Database users and groups model

Question

I have 2 entities: users and groups. Easiest model is user(id,name,etc...), group(id,name), user_group_rel(user_id,group_id). But I need to include groups into other groups. One user can be in many groups and groups can include users and subgroups with own users and subgroups! Need help with database model!

Answer 1

While I agree with Ken Down's nomenclature, I don't necessarily agree that users and roles are the same entity.

Base Entities:

Users     (user_id, user name, real name, user_status, etc)
Role      (role_id, role name, role_password, etc)
Privilege (priv_id, base object, functionality, what have you)

Associative entities:

User has Role (0 - n) (user_id, role_id)
Role has Role (0 - n) (role_id, has_role_id)
User has Privilege (0 - n) (user_id, priv_id)
Role has Privilege (0 - n) (role_id, priv_id)

Answer 2

These days this is done by collapsing both users and groups into "Roles". All you have are roles, and a linking of roles into other roles. Some roles have a "login" flag set to true which makes them in effect users, while roles that do not have the "login" flag set are more like groups.

The main idea is this makes everything simpler. You don't have to maintain two separate concepts or entities (user and group), but only one concept: role. Then you use that "login" flag for users.

EDIT: For table structure look at the first option provided by @XIVSolutions, he spells out what I referred to above. It answers your question about putting one role into any number of other roles. The second table, the cross-reference, lists a role and its parent. If a role has multiple parents, meaning multiple entries in that table, then this is like having one user in many groups.

#DIT: Also re:@XIVSolutions table design, that third table is a perfectly legitimate way to have users (logins) as separately managed entities.

Answer 3

re: Ken Downs solution:

I've played with two versions of this (and would LOVE to hear if this is on-target or not . . .):

Option 1:

**tblRole**
RoleID PK
RoleName

**tblRoleIndex**
ParentRoleID FK on tblRole  
ChildRoleID FK ON tblRole

NOTE: ParentRoleID and ChildRoleID form a composite Primary key in the above table.

**tblLogIns**
LogInID PK
RoleID
PassWord

Or, option 2:

**tblRole**
RoleID
ParentRoleID Recursive FK on tblRole.RoleID
RoleName

NOTE: A top-level role in the table above has a default ParentRoleID of -1 or 0

**tblLogIns**
LogInID PK
RoleID
PassWord

Answer 4

The main sticking point for modelling this is how to treat both users and groups as members of groups. Ken Downs's approach will solve this problem.
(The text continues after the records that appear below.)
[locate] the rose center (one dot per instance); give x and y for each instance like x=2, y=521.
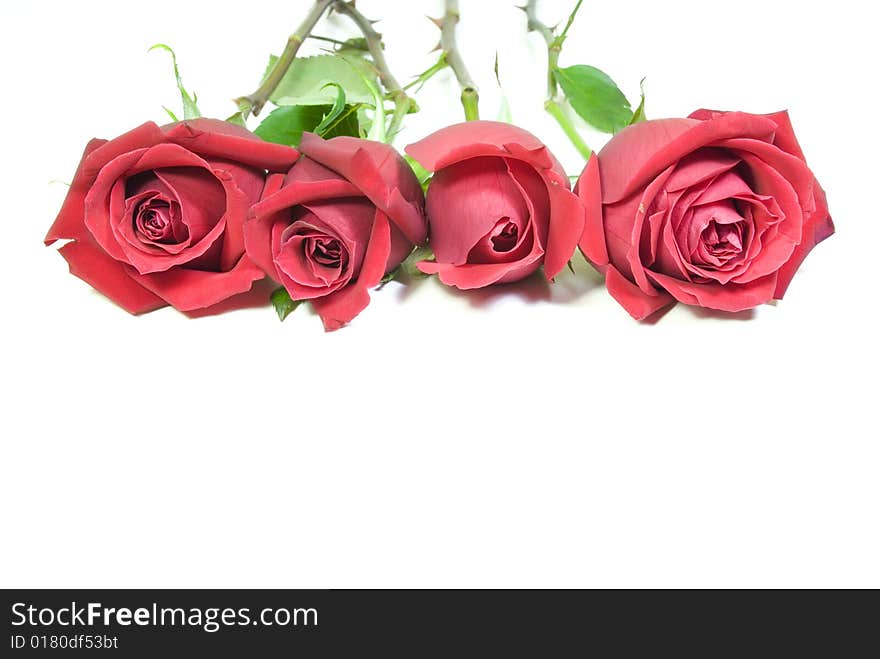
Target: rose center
x=158, y=221
x=505, y=235
x=723, y=241
x=326, y=251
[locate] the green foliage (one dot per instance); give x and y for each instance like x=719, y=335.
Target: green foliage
x=335, y=111
x=190, y=106
x=285, y=125
x=595, y=97
x=306, y=80
x=283, y=303
x=639, y=114
x=422, y=174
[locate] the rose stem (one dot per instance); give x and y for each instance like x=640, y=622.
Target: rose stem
x=470, y=98
x=253, y=103
x=402, y=102
x=553, y=104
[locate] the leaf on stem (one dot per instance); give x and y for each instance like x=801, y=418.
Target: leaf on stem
x=595, y=97
x=190, y=105
x=306, y=80
x=283, y=303
x=639, y=114
x=335, y=111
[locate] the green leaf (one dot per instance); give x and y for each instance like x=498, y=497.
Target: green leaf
x=287, y=124
x=595, y=97
x=337, y=109
x=376, y=131
x=421, y=173
x=306, y=80
x=407, y=271
x=345, y=124
x=639, y=114
x=190, y=106
x=283, y=303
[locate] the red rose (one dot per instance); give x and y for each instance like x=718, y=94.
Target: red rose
x=499, y=205
x=717, y=210
x=346, y=214
x=155, y=216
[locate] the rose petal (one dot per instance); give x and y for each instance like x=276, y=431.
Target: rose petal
x=380, y=173
x=188, y=290
x=211, y=138
x=258, y=227
x=474, y=139
x=638, y=153
x=340, y=308
x=637, y=302
x=465, y=201
x=91, y=264
x=69, y=223
x=731, y=298
x=589, y=190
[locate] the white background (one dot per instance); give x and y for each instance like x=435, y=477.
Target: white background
x=524, y=436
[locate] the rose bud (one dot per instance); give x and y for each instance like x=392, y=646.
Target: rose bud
x=499, y=205
x=717, y=210
x=347, y=213
x=155, y=216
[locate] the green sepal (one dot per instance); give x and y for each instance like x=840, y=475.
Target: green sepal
x=283, y=303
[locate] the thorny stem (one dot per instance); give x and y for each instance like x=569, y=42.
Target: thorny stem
x=426, y=75
x=470, y=98
x=402, y=102
x=555, y=105
x=253, y=103
x=553, y=49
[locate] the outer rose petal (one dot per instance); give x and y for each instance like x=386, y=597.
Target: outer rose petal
x=589, y=190
x=211, y=138
x=189, y=290
x=480, y=275
x=716, y=296
x=69, y=223
x=91, y=264
x=785, y=138
x=817, y=223
x=235, y=156
x=638, y=304
x=640, y=152
x=472, y=139
x=258, y=229
x=380, y=173
x=339, y=308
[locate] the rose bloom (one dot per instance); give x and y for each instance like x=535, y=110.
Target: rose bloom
x=347, y=213
x=155, y=216
x=718, y=210
x=499, y=205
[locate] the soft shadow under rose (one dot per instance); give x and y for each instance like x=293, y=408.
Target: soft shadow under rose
x=347, y=213
x=155, y=216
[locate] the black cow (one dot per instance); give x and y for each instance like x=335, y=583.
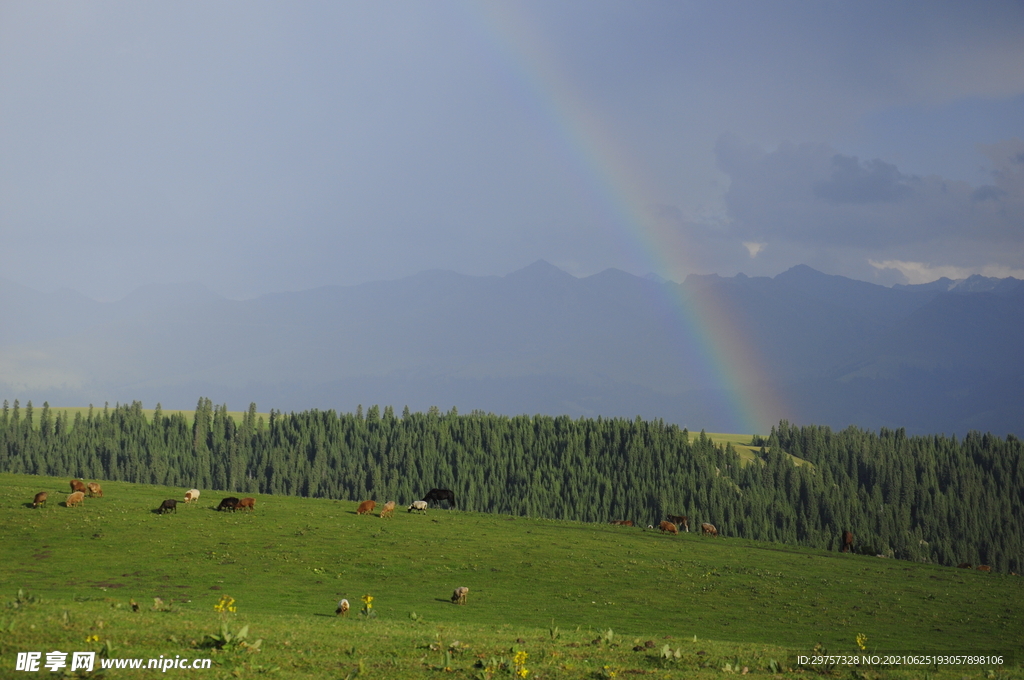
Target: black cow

Another approach is to treat users and and groups as a derived type of a common base type:

create table groupmemberbase
(
  memberid int,
--optional flag to idicate the type of the derived entity
--this is similar to the login flag used by Ken Downs 
  membertype int,
  primary key (memberid)
)

create table users
{
  memberid int,
--more user attributes here
  primary key (memberid),
  foreign key (memberid) references groupmemberbase (memberid)
)

create table groups
(
  memberid int,
--more group attributes here
  primary key (memberid),
  foreign key (memberid) references groupmemberbase (memberid)
)

create table groupmembers
(
  groupid int,
  memberid int,
  primary key (groupid, memberid),
  foreign key (groupid) references groups (memberid)
  foreign key (memberid) references groupmemberbase (memberid)
)

One advantage of this approach is that it prevents a user or group from accidentally becoming a member of a user - this restriction is enforced at the schema level.